Discovering users’ eating preferences

In this post I play around with R to investigate the users’ preferences on restaurants. I found a set of 3 data sets containing information on restaurants, users’ ratings and users who rated them. This is an interesting example because the information is spread on three different tables/data sets and in order to answer questions on users’ preferences, we need to join such tables similarly to what you do with SQL.

Data Preparation

Most of the data manipulation and visualisation will be done with the tidyverse package, more specifically we will use mainly dplyr and ggplot2. So first, let us load the whole tidyverse:

require(tidyverse)

Now, using the tidyverse functions for data import, let us import the three tables:

chefmozcuisine <- read_delim("data/chefmozcuisine.csv", delim = ",", col_names = T)
userprofile <- read_delim("data/userprofile.csv", delim = ",", col_names = T)
rating_final <- read_delim("data/rating_final.csv", delim = ",", col_names = T)

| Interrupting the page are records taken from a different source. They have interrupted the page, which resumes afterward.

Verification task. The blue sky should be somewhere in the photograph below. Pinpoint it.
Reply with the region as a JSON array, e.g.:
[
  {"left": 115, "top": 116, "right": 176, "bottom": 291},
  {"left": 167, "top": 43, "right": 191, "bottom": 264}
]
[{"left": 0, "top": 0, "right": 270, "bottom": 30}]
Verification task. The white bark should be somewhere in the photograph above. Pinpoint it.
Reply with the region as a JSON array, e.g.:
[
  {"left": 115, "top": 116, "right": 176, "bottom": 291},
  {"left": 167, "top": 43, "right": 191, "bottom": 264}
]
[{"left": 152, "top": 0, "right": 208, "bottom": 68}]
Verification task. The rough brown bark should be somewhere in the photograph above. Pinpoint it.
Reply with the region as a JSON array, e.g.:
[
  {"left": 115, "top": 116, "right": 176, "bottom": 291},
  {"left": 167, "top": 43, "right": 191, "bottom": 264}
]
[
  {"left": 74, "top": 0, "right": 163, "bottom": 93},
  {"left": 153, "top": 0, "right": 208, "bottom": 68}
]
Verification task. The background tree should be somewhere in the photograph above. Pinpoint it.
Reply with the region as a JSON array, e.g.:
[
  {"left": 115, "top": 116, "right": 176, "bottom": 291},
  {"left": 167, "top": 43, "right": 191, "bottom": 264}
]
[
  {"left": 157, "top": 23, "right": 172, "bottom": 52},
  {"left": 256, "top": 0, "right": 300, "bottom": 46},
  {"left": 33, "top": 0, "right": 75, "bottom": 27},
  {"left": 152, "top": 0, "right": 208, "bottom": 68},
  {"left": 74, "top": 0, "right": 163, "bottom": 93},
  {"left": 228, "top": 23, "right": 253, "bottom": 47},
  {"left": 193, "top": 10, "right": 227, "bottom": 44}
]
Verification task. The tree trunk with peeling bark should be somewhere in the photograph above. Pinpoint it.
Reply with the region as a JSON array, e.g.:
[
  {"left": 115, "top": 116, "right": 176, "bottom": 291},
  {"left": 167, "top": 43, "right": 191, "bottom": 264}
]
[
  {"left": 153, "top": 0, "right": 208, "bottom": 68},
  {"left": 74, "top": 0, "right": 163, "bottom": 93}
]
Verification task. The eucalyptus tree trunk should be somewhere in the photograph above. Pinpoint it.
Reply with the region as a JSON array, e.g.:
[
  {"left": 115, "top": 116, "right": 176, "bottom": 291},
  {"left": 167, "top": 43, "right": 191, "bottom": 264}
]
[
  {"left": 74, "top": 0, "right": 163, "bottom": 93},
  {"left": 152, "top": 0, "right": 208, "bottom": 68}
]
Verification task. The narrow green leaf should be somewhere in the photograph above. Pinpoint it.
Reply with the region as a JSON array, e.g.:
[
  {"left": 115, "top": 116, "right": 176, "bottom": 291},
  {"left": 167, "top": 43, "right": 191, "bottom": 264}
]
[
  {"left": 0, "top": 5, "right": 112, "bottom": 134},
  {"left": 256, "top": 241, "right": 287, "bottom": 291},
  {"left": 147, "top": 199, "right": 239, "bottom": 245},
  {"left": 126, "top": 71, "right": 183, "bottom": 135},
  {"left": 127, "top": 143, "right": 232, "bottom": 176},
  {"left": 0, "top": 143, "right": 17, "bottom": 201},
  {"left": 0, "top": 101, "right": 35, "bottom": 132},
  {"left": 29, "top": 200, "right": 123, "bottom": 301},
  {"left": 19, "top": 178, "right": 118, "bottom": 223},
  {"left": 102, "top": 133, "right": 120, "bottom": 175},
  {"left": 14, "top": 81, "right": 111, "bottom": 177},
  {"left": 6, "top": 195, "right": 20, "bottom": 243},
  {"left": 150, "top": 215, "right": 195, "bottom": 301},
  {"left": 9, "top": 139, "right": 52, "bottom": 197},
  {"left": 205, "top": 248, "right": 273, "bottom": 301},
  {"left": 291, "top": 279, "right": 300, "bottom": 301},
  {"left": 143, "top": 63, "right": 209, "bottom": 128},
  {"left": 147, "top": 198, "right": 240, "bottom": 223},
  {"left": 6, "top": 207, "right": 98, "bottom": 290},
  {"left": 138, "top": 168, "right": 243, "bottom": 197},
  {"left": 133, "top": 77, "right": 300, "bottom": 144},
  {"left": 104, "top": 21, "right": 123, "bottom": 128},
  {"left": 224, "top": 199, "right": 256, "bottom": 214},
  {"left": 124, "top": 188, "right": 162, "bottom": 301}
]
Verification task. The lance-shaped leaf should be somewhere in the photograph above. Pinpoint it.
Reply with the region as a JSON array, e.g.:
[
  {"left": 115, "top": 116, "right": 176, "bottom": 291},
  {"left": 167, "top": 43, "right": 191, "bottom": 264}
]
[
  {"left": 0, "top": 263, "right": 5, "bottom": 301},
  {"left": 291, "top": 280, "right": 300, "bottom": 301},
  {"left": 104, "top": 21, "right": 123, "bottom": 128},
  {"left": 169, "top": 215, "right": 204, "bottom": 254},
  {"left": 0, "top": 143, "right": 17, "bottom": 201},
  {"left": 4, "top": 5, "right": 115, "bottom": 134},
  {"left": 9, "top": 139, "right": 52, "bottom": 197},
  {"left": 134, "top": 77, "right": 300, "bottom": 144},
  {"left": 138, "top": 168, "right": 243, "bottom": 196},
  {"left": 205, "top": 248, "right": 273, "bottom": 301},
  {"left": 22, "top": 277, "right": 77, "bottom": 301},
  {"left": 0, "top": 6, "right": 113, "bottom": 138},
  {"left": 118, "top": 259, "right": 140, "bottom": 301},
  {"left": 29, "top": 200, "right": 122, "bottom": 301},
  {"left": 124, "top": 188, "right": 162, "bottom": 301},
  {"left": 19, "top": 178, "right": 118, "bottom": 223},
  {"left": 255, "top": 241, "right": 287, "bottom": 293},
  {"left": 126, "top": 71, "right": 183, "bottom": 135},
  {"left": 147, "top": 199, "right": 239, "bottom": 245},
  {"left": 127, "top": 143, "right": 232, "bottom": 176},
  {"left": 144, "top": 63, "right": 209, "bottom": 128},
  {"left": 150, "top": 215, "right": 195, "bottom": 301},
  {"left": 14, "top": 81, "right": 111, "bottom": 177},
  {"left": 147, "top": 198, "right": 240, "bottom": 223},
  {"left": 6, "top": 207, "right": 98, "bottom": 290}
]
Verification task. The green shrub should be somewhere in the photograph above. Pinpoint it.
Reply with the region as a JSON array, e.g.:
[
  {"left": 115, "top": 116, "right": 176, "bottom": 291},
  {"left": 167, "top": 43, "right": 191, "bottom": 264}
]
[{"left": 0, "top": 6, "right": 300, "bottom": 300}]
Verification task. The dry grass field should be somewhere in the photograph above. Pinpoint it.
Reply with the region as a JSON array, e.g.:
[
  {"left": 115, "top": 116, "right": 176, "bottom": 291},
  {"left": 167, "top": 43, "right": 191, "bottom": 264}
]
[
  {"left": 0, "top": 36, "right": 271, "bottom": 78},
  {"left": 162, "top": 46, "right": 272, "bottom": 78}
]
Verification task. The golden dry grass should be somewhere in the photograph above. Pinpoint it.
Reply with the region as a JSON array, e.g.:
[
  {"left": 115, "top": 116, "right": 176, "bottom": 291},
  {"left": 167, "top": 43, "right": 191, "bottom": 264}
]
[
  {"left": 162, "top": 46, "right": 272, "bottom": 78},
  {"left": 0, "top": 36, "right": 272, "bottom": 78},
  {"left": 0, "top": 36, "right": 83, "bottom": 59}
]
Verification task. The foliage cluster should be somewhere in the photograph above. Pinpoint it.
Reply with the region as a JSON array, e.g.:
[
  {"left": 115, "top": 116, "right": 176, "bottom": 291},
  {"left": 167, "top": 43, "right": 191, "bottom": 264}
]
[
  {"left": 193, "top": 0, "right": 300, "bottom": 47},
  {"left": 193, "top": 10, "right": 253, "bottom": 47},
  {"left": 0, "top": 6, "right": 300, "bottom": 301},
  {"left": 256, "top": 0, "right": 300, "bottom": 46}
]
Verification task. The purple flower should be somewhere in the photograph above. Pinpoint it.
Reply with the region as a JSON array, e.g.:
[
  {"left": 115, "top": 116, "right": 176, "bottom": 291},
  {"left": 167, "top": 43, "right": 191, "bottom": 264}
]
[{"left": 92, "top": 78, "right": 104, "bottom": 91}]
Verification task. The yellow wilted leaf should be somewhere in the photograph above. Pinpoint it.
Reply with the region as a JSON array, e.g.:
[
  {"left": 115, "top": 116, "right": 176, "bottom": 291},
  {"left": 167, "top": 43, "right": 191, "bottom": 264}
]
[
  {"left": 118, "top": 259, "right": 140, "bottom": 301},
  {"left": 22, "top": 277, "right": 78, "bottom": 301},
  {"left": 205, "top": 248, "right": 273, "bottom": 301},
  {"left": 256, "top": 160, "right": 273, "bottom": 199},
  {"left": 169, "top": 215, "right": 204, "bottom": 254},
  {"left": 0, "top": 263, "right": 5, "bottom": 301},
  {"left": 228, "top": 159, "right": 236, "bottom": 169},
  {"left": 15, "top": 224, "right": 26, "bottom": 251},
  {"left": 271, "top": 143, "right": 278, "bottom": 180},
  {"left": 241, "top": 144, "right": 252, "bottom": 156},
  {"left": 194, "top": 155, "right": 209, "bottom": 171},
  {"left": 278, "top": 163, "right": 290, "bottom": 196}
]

The three tables are organised as follows:

chefmozcuisine contains 2 variables which refer to the characteristics of 916 restaurants in the US. More specifically the variables are:
- placeID that univocally identifies each restaurants
- Rcuisine that indicates the restaurants’ type of cuisine
userprofile contains 19 variables which refer to the characteristics of 138 users. In addition to users’ id, there are variables describing different habits including smoking and drinking habits
rating_final contains 1161 different ratings on the restaurants contained in chefmozcuisine. More specifically we have:
- userID contains the users’ id as given in userprofile table
- placeID is the restaurants’ id as given in chefmozcuisine table
- rating which is the overall rating
- food_rating which is the food rating
- service_rating which is the service rating

Before we start with the analysis, we need to manipulate the data a bit. I am particularly interested into two things. As we will be joiing tables through the restaurants id and the For example we want to make sure that IDs are character instead of numeric so that we do not accidentally calculate anything on them:

rating_final <- rating_final %>% mutate(placeID = as.character(placeID))
chefmozcuisine <- chefmozcuisine %>% mutate(placeID = as.character(placeID))

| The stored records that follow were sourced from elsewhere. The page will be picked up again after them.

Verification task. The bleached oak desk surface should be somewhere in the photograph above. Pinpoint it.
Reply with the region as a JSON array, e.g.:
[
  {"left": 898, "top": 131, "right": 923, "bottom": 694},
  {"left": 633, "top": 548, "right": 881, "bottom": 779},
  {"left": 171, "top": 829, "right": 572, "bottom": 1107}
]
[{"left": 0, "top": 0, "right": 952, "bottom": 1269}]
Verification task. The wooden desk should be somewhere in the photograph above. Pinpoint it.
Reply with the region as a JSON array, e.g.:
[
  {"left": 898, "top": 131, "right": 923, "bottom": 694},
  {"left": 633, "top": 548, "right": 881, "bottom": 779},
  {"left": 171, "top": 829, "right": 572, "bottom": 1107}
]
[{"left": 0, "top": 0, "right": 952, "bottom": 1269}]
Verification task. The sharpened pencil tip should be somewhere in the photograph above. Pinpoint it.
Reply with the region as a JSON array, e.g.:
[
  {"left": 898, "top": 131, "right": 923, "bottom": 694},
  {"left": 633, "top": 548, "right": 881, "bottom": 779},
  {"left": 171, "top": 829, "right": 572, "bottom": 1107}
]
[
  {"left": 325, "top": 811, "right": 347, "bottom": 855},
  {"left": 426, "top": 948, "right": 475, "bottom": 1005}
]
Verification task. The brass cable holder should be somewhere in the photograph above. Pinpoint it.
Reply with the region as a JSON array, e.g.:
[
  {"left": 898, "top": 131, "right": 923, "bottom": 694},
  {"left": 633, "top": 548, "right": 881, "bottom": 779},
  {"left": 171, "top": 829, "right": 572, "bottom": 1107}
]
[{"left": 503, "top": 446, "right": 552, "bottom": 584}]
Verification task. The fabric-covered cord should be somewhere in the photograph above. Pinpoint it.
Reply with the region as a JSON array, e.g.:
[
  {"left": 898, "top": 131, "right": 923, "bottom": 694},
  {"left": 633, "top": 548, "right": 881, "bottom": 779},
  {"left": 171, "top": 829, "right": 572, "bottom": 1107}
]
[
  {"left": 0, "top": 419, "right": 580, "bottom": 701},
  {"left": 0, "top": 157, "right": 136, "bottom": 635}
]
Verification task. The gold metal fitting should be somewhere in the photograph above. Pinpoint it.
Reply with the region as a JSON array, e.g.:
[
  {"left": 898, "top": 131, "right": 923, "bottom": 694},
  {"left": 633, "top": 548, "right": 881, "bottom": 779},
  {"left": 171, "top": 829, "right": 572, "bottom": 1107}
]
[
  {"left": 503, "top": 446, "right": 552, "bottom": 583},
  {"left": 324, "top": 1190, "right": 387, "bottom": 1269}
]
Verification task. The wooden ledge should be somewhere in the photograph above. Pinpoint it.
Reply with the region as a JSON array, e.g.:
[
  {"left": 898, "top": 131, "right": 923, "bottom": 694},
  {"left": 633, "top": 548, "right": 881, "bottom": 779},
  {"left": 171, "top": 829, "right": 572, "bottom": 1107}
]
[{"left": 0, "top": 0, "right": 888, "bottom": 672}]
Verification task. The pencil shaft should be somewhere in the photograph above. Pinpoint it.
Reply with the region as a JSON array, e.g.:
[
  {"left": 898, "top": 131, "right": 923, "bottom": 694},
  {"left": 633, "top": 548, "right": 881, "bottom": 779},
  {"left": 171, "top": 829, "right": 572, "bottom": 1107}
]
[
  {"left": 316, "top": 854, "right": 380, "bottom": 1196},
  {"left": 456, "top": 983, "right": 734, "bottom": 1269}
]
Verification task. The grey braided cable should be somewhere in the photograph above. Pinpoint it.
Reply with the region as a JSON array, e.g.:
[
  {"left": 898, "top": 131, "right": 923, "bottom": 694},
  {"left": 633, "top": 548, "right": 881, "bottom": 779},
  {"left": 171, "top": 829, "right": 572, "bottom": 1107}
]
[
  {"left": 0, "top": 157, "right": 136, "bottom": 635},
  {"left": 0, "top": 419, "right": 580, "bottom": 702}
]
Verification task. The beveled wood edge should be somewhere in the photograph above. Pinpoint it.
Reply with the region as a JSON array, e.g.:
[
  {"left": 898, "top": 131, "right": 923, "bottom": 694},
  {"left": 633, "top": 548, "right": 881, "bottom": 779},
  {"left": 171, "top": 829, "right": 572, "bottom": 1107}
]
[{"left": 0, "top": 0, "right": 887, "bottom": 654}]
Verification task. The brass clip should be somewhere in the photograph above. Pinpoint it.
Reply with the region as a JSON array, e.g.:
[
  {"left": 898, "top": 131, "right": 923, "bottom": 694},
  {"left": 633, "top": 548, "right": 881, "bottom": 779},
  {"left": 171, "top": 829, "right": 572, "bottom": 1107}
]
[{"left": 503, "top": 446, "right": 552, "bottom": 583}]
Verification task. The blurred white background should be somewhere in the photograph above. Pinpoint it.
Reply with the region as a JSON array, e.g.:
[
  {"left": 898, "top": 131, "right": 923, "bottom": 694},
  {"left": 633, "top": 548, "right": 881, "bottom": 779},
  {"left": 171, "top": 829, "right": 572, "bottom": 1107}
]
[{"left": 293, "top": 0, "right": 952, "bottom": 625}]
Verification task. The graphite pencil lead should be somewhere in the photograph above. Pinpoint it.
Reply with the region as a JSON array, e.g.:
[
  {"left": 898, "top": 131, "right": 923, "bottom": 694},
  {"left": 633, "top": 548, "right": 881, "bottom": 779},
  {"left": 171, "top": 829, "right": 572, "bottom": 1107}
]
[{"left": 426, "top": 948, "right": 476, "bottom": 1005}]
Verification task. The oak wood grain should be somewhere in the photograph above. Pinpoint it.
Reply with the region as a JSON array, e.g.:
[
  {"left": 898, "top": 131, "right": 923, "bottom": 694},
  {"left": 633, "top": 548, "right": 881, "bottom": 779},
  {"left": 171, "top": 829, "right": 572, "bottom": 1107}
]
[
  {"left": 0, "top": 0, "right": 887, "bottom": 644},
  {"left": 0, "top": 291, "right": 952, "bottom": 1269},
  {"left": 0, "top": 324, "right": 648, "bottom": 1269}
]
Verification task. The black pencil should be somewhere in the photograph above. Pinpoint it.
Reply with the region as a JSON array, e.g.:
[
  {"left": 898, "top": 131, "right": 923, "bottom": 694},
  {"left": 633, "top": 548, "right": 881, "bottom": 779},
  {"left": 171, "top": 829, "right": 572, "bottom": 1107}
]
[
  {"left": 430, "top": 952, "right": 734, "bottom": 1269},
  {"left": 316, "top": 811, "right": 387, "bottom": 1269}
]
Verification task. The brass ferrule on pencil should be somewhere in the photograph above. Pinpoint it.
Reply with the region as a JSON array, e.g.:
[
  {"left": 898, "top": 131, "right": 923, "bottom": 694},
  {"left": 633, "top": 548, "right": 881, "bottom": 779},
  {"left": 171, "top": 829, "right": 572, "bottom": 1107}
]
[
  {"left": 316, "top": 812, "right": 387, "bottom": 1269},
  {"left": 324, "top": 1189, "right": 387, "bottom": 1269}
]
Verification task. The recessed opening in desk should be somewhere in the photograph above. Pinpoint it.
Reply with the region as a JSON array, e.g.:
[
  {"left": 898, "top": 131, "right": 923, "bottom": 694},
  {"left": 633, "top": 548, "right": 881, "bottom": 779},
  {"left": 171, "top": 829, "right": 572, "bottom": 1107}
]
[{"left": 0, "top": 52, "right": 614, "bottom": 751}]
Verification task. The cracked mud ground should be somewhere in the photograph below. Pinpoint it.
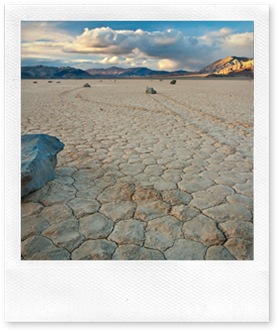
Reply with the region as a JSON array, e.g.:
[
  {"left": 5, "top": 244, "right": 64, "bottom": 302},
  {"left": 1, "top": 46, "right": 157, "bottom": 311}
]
[{"left": 21, "top": 80, "right": 253, "bottom": 260}]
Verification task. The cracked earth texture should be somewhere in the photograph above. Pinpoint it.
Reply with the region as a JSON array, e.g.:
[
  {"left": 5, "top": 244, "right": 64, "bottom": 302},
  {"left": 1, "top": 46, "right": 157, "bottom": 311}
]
[{"left": 21, "top": 80, "right": 253, "bottom": 260}]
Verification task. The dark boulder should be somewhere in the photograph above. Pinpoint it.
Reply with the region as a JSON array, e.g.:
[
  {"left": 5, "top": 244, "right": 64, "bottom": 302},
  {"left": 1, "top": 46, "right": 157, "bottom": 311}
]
[{"left": 21, "top": 134, "right": 64, "bottom": 197}]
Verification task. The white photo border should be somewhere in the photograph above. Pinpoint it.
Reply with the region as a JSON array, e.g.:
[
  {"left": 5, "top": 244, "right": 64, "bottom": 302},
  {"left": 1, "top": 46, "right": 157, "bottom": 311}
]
[{"left": 5, "top": 5, "right": 269, "bottom": 322}]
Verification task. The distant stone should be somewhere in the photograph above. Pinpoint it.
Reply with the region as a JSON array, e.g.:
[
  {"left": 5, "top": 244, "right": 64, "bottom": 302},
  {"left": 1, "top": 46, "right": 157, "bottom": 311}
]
[
  {"left": 21, "top": 134, "right": 64, "bottom": 197},
  {"left": 112, "top": 244, "right": 165, "bottom": 260},
  {"left": 164, "top": 239, "right": 207, "bottom": 260},
  {"left": 72, "top": 239, "right": 117, "bottom": 260},
  {"left": 206, "top": 245, "right": 236, "bottom": 260},
  {"left": 146, "top": 87, "right": 157, "bottom": 94}
]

Another frequent issue is missing data. In these tabes missingness is coded as “?” which is not the missingness symbol in R. Hence with a small additional manipulation:

userprofile <- userprofile %>% na_if("?")

Data analysis

Data exploration

In order to be able to better understand and interpret the answers to our questions, in this section we may start understanding what kind of data we are working with is available: what kind of users are we looking at? and what kind of restaurants do we have in the data sets?

What kind of restaurants are we looking at?

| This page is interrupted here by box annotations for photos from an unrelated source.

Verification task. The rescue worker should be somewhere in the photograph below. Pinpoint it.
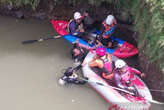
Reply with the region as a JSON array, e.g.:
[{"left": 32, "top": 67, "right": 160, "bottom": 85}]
[
  {"left": 98, "top": 15, "right": 117, "bottom": 48},
  {"left": 89, "top": 47, "right": 113, "bottom": 80},
  {"left": 114, "top": 59, "right": 145, "bottom": 93},
  {"left": 68, "top": 12, "right": 85, "bottom": 38},
  {"left": 82, "top": 10, "right": 96, "bottom": 33},
  {"left": 59, "top": 65, "right": 88, "bottom": 85}
]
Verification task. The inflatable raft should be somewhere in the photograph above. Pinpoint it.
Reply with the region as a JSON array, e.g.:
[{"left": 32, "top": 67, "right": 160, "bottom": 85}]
[
  {"left": 82, "top": 51, "right": 152, "bottom": 110},
  {"left": 51, "top": 20, "right": 138, "bottom": 58}
]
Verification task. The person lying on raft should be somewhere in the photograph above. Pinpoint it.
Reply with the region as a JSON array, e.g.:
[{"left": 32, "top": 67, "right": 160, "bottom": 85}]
[
  {"left": 59, "top": 65, "right": 87, "bottom": 85},
  {"left": 89, "top": 47, "right": 113, "bottom": 80},
  {"left": 71, "top": 44, "right": 89, "bottom": 64},
  {"left": 97, "top": 15, "right": 117, "bottom": 48},
  {"left": 114, "top": 59, "right": 145, "bottom": 95},
  {"left": 71, "top": 39, "right": 98, "bottom": 64}
]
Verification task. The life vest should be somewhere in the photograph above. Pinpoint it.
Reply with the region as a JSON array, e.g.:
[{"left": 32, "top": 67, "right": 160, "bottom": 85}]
[
  {"left": 100, "top": 54, "right": 113, "bottom": 79},
  {"left": 120, "top": 67, "right": 134, "bottom": 84},
  {"left": 102, "top": 20, "right": 117, "bottom": 39},
  {"left": 67, "top": 19, "right": 84, "bottom": 33}
]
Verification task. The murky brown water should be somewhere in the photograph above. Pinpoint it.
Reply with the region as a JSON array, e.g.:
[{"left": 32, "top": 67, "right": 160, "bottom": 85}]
[{"left": 0, "top": 16, "right": 163, "bottom": 110}]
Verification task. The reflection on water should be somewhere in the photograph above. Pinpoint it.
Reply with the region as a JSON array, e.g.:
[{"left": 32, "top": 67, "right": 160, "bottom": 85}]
[{"left": 0, "top": 16, "right": 162, "bottom": 110}]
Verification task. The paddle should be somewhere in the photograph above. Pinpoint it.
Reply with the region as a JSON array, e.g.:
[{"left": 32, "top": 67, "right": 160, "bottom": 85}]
[
  {"left": 22, "top": 36, "right": 62, "bottom": 44},
  {"left": 80, "top": 78, "right": 134, "bottom": 95},
  {"left": 80, "top": 78, "right": 164, "bottom": 104}
]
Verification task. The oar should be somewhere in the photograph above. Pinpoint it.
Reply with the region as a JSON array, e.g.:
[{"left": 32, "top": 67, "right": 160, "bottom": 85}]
[
  {"left": 22, "top": 36, "right": 61, "bottom": 44},
  {"left": 80, "top": 78, "right": 134, "bottom": 95},
  {"left": 80, "top": 78, "right": 164, "bottom": 104}
]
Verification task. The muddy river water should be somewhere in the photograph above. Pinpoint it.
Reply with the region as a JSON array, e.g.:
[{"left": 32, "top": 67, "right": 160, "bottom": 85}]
[{"left": 0, "top": 16, "right": 164, "bottom": 110}]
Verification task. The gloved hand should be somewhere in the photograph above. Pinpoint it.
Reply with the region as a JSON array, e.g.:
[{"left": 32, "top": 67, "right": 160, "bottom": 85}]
[
  {"left": 140, "top": 73, "right": 146, "bottom": 78},
  {"left": 128, "top": 87, "right": 135, "bottom": 91}
]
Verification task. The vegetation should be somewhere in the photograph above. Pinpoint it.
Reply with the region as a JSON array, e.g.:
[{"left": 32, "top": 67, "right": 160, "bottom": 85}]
[
  {"left": 0, "top": 0, "right": 40, "bottom": 10},
  {"left": 0, "top": 0, "right": 164, "bottom": 72}
]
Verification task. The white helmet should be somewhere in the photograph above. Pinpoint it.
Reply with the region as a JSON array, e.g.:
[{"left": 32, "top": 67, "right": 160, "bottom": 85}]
[
  {"left": 74, "top": 12, "right": 81, "bottom": 20},
  {"left": 115, "top": 59, "right": 126, "bottom": 68},
  {"left": 105, "top": 15, "right": 114, "bottom": 25}
]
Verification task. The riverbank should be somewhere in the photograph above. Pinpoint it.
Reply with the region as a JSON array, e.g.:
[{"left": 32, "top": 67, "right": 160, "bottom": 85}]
[{"left": 0, "top": 1, "right": 164, "bottom": 101}]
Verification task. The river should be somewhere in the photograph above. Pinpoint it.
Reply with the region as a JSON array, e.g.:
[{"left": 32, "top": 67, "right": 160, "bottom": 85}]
[{"left": 0, "top": 16, "right": 164, "bottom": 110}]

Let us first focus on restaurants. The data set contains the restaurants’ id and the type of cuisine. It contains info on 916 different restaurants and there are 59 different types of cuisine.

Let us focus only on the 10 most frequent types of cusine:

top10_cuisine <- chefmozcuisine %>% 
  group_by(Rcuisine) %>%
  summarise(freq = n()) %>%
  arrange(desc(freq)) %>%
  slice(1:10) 

top10_cuisine$Rcuisine <- reorder(top10_cuisine$Rcuisine, -top10_cuisine$freq)

ggplot(data = top10_cuisine) +
  geom_bar(aes(x=Rcuisine, y = freq, fill = Rcuisine), col = "black", alpha = 0.5, stat = "identity") +
  labs(x = "Type of cuisine", y = "frequency") +
  theme_bw() +
  theme(legend.position="", axis.text.x=element_text(angle=45, hjust=1))

Mexican seems much more popular than any other type of cusine as there are nearly 250 different restaurants that do Mexican food.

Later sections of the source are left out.